Recent U.S. data and the Federal Reserve's dovish turn kept lifting Asian stocks early on Tuesday, while the dollar held the upper hand against its rivals. Japan's Nikkei rose 0.4 percent before erasing gains while MSCI's broadest index of Asia-Pacific shares outside Japan advanced 0.3 percent. Australian shares jumped 1.95 percent, with long-battered financials surging on short-covering after a special government-appointed inquiry excoriated Australia's financial sector for misconduct but left the structure of the country's powerful banks in place.
Elsewhere in Asia, trade was light, with markets in greater China, South Korea, Singapore and Indonesia are all closed for the Lunar New Year. On Wall Street, the S&P 500 gained, with technology and industrials the biggest risers as investors braced for another big week of fourth-quarter corporate earnings reports.
After the bell, Google operator Alphabet fell about 3 percent as its higher spending in the fourth-quarter worried investors even as its revenue and profits beat Wall Street's expectations. MSCI's gauge of stocks across the globe reached a two-month high, having risen more than 13 percent from its near two-year low late in December, helped by the Fed's change of tack.
Chairman Jerome Powell has signalled its three-year tightening drive may be coming to an end amid a suddenly cloudy outlook for the U.S. economy due to global growth concerns and the U.S.-China trade dispute. Data announced on Friday showed U.S. job growth surged in January while a key gauge of U.S. manufacturing sector showed surprising resilience after December's shocking fall, allaying fears of immediate slowdown in the U.S. economy.

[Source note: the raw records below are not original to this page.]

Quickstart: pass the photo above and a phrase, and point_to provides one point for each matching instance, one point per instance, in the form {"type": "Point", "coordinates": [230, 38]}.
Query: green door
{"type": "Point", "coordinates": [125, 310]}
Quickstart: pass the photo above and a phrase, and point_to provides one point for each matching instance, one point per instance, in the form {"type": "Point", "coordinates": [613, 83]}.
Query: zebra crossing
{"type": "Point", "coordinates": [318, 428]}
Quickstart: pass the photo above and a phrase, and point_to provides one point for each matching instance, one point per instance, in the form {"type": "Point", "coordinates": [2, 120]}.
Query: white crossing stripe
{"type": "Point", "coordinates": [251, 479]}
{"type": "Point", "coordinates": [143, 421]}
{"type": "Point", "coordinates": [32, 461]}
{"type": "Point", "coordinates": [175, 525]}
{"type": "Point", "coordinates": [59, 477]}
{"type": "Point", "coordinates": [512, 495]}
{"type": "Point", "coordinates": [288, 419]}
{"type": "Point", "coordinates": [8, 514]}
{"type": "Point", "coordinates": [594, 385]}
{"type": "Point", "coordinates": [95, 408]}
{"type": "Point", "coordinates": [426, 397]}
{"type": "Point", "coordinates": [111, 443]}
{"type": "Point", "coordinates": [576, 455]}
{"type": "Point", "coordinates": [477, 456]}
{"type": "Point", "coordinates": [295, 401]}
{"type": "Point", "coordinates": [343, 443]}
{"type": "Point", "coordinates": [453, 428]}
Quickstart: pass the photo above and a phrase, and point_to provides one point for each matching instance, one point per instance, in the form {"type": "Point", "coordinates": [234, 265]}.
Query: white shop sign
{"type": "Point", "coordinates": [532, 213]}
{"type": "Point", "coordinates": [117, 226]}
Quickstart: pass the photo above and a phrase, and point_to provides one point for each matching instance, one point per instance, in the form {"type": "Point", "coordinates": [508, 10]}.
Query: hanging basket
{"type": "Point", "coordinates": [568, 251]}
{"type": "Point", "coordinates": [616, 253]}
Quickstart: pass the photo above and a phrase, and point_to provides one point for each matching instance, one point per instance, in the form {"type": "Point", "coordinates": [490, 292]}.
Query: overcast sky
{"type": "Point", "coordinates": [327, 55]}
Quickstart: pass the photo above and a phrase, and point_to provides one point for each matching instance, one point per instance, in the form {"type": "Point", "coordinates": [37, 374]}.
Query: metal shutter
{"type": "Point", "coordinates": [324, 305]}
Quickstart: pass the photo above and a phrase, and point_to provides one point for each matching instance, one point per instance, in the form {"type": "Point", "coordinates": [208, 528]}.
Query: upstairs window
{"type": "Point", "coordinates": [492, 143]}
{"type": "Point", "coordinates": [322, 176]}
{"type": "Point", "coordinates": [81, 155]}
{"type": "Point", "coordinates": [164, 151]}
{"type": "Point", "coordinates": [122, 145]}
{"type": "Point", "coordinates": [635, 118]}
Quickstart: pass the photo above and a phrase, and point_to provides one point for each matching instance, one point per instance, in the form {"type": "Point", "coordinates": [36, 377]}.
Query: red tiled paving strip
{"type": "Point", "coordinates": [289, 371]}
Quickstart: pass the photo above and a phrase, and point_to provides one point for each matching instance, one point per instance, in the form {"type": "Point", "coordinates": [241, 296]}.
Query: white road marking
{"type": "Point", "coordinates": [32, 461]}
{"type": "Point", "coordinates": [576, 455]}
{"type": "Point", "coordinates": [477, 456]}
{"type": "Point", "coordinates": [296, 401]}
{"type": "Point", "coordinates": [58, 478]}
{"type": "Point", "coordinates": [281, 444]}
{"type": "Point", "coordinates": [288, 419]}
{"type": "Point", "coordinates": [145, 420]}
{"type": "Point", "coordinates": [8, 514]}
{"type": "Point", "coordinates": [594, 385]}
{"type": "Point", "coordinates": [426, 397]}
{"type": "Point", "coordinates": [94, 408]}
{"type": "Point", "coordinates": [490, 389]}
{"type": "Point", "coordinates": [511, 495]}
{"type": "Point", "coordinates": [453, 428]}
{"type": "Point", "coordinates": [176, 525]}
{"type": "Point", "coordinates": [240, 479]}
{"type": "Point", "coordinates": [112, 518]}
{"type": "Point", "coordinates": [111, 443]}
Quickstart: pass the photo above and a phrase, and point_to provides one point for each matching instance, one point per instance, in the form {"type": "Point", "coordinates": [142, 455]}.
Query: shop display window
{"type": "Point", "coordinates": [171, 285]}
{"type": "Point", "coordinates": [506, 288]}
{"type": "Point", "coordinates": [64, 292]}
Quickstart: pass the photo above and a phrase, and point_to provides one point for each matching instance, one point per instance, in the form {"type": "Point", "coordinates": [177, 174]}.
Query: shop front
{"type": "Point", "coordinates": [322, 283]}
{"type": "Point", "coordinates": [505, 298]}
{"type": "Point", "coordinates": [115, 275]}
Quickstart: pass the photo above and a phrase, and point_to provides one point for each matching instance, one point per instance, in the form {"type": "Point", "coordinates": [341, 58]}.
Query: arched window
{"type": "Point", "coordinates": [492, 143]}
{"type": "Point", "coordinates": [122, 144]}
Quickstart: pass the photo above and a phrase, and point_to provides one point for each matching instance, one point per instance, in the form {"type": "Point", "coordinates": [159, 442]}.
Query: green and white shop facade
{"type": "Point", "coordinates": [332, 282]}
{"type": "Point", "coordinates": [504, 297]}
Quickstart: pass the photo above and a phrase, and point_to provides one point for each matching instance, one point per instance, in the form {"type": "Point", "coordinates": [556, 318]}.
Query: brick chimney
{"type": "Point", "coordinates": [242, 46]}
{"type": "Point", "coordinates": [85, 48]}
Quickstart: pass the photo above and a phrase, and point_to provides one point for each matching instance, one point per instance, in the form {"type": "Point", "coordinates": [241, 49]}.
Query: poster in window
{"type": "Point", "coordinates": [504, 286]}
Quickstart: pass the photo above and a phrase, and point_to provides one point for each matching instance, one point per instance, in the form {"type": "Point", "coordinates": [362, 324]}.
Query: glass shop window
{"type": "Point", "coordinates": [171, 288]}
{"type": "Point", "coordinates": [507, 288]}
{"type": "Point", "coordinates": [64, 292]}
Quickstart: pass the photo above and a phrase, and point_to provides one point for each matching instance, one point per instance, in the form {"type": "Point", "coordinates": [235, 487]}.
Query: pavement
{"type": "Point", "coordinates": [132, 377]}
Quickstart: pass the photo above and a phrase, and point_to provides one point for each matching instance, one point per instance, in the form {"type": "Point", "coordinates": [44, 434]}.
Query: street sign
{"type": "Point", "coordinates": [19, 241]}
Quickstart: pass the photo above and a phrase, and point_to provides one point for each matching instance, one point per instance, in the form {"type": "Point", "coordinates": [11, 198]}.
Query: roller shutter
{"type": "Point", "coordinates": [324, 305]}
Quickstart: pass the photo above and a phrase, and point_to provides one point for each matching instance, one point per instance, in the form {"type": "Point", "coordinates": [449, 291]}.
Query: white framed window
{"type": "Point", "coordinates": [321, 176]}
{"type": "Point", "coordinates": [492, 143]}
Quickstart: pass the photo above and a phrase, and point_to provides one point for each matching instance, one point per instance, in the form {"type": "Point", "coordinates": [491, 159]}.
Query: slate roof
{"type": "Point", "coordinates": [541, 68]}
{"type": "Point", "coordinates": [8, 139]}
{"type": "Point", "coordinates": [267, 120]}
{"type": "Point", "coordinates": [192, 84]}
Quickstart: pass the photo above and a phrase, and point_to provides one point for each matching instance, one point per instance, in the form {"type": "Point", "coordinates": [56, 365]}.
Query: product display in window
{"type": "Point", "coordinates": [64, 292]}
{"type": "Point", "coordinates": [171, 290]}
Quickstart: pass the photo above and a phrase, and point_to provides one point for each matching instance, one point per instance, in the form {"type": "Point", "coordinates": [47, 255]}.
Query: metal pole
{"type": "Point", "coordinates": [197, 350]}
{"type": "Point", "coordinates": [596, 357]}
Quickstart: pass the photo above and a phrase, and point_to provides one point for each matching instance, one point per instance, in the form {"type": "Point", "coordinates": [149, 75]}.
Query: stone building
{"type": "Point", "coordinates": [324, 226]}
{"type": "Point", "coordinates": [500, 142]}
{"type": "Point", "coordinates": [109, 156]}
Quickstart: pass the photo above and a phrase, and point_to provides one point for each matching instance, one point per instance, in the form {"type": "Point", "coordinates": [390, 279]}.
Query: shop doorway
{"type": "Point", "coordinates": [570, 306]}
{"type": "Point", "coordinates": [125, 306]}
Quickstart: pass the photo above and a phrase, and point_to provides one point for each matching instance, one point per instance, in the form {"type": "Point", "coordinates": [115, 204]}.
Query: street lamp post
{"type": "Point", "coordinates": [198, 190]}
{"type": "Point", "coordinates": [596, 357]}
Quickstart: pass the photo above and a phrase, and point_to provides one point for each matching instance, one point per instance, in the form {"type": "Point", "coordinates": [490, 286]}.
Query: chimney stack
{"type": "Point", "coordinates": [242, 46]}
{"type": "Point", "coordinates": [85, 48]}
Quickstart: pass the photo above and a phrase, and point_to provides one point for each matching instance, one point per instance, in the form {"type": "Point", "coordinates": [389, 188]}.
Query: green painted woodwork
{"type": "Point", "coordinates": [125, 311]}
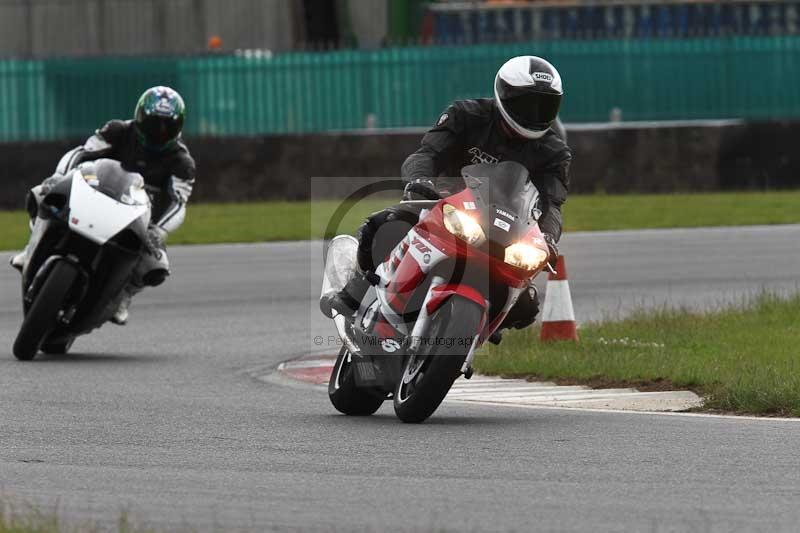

Hiroshi Nakamura, senior manager of investment planning at Mitsui Life Insurance, said financial markets' positive reaction to the U.S. data is diminishing with time, but hopes for a U.S.-China trade deal "will continue to support markets until the two sides come to formal decisions". The U.S. dollar strengthened across the board, as investors took heart from Friday's strong payrolls number.
The dollar's index against six major currencies rose to 95.843, having gained 0.27 percent on Monday. The euro eased to $1.1436, off three-week high of $1.15405 set on Thursday. The dollar firmed to 109.92 yen, having risen to 110.165 the previous day, its highest level in five weeks. The British pound slipped to $1.3035, having quickly erased brief gains on Monday following a newspaper report that goods shipped to Britain from the European Union could be waved through without checks in the event of a "no-deal" Brexit.
The Australian dollar fell 0.4 percent to $0.7196 after local retail sales and trade data reinforced concerns about a slowing growth in Australia. At a meeting on Tuesday, the Reserve Bank of Australia is expected to keep interest rates on hold, though some market players now expect a cut later this year due to mounting signs of economic weakness. Oil prices were supported by OPEC-led supply cuts and U.S. sanctions against Venezuela. U.S. West Texas Intermediate (WTI) crude futures rose 0.4 to $54.76 a barrel. They hit 2 1/2-month high of $55.75 on Monday.